Res school death estimates likely low

Initial investigation indicates 36 fatalities in Kamloops, but number expected to climb

Mike Youds / Kamloops Daily News
February 21, 2013 01:00 AM

Tk'emlups Chief Shane Gottfriedson stands with a residential school monument installed in 2012.

At least 36 children are known to have died over the years while attending Kamloops Indian Residential School, but the Tk'emlups band believes the actual figure could be three to four times greater.

The estimate comes from the Missing Children Working Group. As part of the national Truth and Reconciliation Commission, the group has been researching the fate of residential school students who never returned to their families.

Project researchers reported this week that initial findings indicate 3,000 students died across Canada during the century that the residential schools operated.

The fatalities in Kamloops took place between 1914 and 1963, and reflect a period when a new form of record-keeping was adopted.

"I've been to the Kamloops school, so I have a sense of what it looked like, and I talked to survivors there," research manager Alex Maass said from Vancouver.

Researchers aren't surprised by the number of fatalities - aboriginal communities have talked about student deaths for years - but they have been surprised by the public response to their early findings, she said.

"What's different, I think, about this is that numbers have been in the press for many years but they haven't been based on any factual evidence," Maass said.

"That combination of survivor statements and documents to date, and some on-the-ground research, has given us this number. It's by no means the final number. It's a low number, but that doesn't make it any less important. These people's families have been looking for information for years about what happened."

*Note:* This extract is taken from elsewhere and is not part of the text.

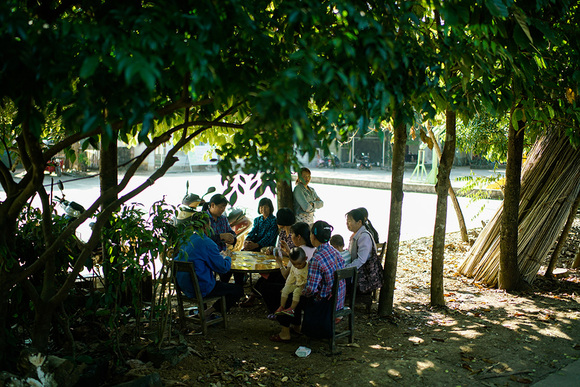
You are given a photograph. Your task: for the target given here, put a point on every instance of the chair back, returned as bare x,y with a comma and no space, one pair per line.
187,267
348,310
345,274
201,317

The Kamloops school operated from 1893 to 1977 and received students from all over the province.

Tk'emlups First Nation has maintained the second school building, built in 1924, partly as a reminder of a system that shattered families, ruptured indigenous culture and created an enduring and painful legacy. There are mixed feelings about letting that reminder stand.

"Lots of ghosts, lots of bad memories and trigger points for a lot of people," said Chief Shane Gottfriedson as he reflected on a memorial installed last year in front of the school.

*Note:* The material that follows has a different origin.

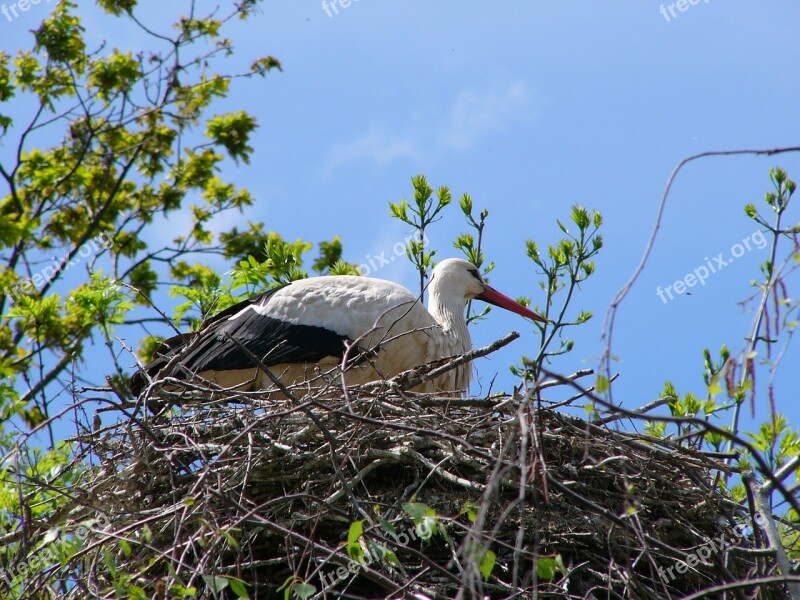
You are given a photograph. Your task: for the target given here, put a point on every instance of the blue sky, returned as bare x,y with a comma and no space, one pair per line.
529,107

"When you look at all the disturbing information coming out, it's something that's probably long overdue in my opinion," he said.

The monument bears the names of the 13 Tk'emlups families as well as those of students and the years they attended the school. It reads in part: "In honour of all survivors who are not with us today but are with us in spirit."

Former students - who've come to be known as survivors - have recounted stories of physical, emotional and sexual abuse. They've also talked about deplorable conditions, which may partly explain why so many children succumbed to disease.

"By and large, disease was certainly the primary cause of death," Maass said, citing tuberculosis and meningitis as two leading causes. "The conditions in the schools were such that kids would sometimes come in sick and if they were healthy, it wasn't too long before they were exposed to other kids."

She said were rumours of unmarked graves in front of the school that have never been located, but Chief Shane Gottfriedson doesn't believe there is basis to believe that since the area in front of the school was used for recreation.

Maass said she suspects the death count will rise as new evidence comes to light. To date, they've recorded 500 deaths in 18 B.C. schools. An Ontario court recently ordered the federal government to hand over millions of archived documents to the commission.

"I would just say, 3,000 (nationally) is a low death figure," Gottfriedson said. "You could probably multiply that by four in my personal opinion."

The numbers alone raise more questions than they answer at this point.

"If there was that much sickness, you'd think the government would do an investigation or an audit," Gottfriedson said. "Was it due to malnutrition and unhealthy living conditions? You'd think some sort of alarm bells were going off with government, but maybe aboriginal people didn't matter."

The band is still pursuing compensation for its own day scholars, students who attended but did not reside at the school. It would also like to see a healing fund and compensation for descendants of survivors.

"It's an ongoing battle and if anything comes out of the investigation, hopefully Canada will do the right thing by First Nations."

Once redress has been achieved, the band may reconsider whether it wants to keep the old school, he said.